Locate flat sections, specified by the ripple parameter, within data.

Usage

find.flats(x, fripple, minlen, fminlen, noutlier)

Value

find.flats returns a "Diflat" object. If there are no flats in the data then the result will be empty and have zero rows.

Arguments

x

a vector of real or integer values

fripple

height of flat as fraction (0 -- 1 excl.) of data range

minlen

minimum length of flat, in data points (absolute)

fminlen

minimum length of flat, as fraction (0 -- 1 excl.) of data length (relative)

noutlier

number of points outside the ripple range allowed to either side of source

Details

The detector scans every point in x to find the contiguous range of indices that lie within the ripple centered at the point's value. The algorithm allows noutlier points to each side of the source point (so the total can be twice this), but not as the first or last points. In other words, the endpoints of the flat will be within the ripple specification. Flats must have a length of the larger of minlen or the relative fminlen of length(x), counting that portion not covered by a longer flat. Flats may therefore overlap, but only if the extension meets the length requirement.

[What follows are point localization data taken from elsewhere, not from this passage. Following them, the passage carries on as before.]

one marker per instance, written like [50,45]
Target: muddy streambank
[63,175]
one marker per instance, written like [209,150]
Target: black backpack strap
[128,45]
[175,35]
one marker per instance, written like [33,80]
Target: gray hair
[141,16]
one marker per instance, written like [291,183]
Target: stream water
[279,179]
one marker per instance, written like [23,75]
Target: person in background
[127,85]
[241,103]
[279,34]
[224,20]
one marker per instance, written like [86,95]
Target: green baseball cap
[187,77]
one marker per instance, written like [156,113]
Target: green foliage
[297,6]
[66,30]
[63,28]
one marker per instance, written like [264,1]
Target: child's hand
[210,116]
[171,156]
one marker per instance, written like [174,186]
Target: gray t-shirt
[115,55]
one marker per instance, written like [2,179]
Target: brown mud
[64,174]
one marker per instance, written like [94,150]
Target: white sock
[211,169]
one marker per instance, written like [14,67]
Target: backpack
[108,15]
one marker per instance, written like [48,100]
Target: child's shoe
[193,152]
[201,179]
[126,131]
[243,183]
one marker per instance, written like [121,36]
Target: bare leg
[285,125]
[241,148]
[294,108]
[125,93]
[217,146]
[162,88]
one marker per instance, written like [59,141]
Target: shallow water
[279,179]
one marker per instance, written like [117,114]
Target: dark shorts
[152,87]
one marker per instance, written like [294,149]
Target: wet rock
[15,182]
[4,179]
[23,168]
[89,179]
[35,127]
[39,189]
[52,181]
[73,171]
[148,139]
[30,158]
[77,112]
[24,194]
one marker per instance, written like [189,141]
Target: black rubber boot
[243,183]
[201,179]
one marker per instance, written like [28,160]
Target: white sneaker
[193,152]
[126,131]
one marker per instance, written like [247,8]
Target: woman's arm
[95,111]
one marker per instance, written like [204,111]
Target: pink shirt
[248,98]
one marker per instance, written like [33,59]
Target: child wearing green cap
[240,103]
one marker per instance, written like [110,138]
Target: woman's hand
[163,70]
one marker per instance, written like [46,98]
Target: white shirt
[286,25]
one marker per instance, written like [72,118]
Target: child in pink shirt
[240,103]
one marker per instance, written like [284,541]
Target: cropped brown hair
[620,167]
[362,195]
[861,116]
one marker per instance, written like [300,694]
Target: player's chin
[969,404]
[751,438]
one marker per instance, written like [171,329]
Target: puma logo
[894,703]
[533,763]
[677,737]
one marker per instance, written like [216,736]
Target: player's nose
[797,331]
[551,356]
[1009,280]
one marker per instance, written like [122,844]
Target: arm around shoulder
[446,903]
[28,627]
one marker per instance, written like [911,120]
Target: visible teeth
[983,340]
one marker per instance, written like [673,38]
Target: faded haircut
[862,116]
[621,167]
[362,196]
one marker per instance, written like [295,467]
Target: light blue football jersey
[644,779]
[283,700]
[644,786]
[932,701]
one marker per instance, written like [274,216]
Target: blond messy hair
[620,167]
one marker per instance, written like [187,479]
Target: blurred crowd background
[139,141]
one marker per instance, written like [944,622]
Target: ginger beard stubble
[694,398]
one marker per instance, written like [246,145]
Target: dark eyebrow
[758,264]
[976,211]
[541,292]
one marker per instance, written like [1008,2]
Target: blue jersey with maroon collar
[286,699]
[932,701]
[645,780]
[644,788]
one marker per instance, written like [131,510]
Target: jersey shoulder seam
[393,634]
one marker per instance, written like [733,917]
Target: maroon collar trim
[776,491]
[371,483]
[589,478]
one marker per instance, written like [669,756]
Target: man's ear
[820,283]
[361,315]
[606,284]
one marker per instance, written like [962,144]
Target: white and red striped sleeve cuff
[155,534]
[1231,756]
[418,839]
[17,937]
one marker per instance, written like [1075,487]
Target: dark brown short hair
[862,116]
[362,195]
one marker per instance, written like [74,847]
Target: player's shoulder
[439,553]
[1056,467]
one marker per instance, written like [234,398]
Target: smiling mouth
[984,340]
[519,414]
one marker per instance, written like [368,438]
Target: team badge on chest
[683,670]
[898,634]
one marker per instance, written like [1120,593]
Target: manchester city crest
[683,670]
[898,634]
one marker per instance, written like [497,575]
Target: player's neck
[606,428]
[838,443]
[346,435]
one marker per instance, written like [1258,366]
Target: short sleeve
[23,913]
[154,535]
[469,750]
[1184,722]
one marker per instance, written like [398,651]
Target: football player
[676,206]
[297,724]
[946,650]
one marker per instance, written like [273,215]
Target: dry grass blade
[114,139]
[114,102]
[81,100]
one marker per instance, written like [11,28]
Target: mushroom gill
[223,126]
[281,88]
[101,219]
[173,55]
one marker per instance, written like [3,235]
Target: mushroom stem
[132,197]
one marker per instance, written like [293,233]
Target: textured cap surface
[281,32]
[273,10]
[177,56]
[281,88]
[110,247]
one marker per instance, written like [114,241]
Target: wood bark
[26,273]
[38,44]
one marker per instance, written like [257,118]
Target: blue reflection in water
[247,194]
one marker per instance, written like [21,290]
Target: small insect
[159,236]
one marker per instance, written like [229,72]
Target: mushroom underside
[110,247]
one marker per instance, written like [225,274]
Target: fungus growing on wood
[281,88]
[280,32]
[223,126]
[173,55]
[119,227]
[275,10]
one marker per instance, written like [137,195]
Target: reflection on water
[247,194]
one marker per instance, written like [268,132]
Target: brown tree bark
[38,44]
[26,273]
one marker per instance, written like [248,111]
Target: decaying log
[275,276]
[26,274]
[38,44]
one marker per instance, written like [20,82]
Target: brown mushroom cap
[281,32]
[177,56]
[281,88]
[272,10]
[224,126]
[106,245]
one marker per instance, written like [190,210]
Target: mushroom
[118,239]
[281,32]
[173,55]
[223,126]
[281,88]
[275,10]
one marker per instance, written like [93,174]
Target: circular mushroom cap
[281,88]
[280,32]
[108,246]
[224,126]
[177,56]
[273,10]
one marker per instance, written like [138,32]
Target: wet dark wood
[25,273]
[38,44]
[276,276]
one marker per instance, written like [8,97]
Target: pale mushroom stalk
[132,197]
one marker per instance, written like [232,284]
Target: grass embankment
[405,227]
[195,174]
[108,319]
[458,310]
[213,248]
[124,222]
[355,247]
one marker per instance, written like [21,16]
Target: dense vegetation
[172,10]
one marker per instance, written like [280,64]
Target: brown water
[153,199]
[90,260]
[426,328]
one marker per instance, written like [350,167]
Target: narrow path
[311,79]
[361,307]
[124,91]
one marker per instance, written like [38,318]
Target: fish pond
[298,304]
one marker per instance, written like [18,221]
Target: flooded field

Flats are reported for their original extent and not the exposed portion.

The algorithm will ignore non-finite values in x, but the endpoints of the features apply to the original, unscreened data.

The arguments correspond to options "flat.fripple", "flat.minlen", "flat.fminlen", and "flat.noutlier". These are provided when called within Dimodal; this function does not access Diopt directly.

This function is not exported from the Dimodal package, but may be useful on its own for any signal. Within Dmodal it is followed by a call to shiftID.place to move indices to the original data grid.

The detector switches its scan algorithms based on the data size. The base approach, which scans outward from each source point, is O(n Lflat) in time and O(n) in memory, where Lflat is the average length of all ranges. This is usually a substantial fraction of the data, a third to half, so the algorithm is essentially O(n^2). For larger data sets it switches to a segtree-based search that has a high overhead. The time complexity is not known, and the memory consumption is still O(n). The second approach runs faster with more than 10 thousand data points, and is an order of magnitude quicker for 100 thousand points.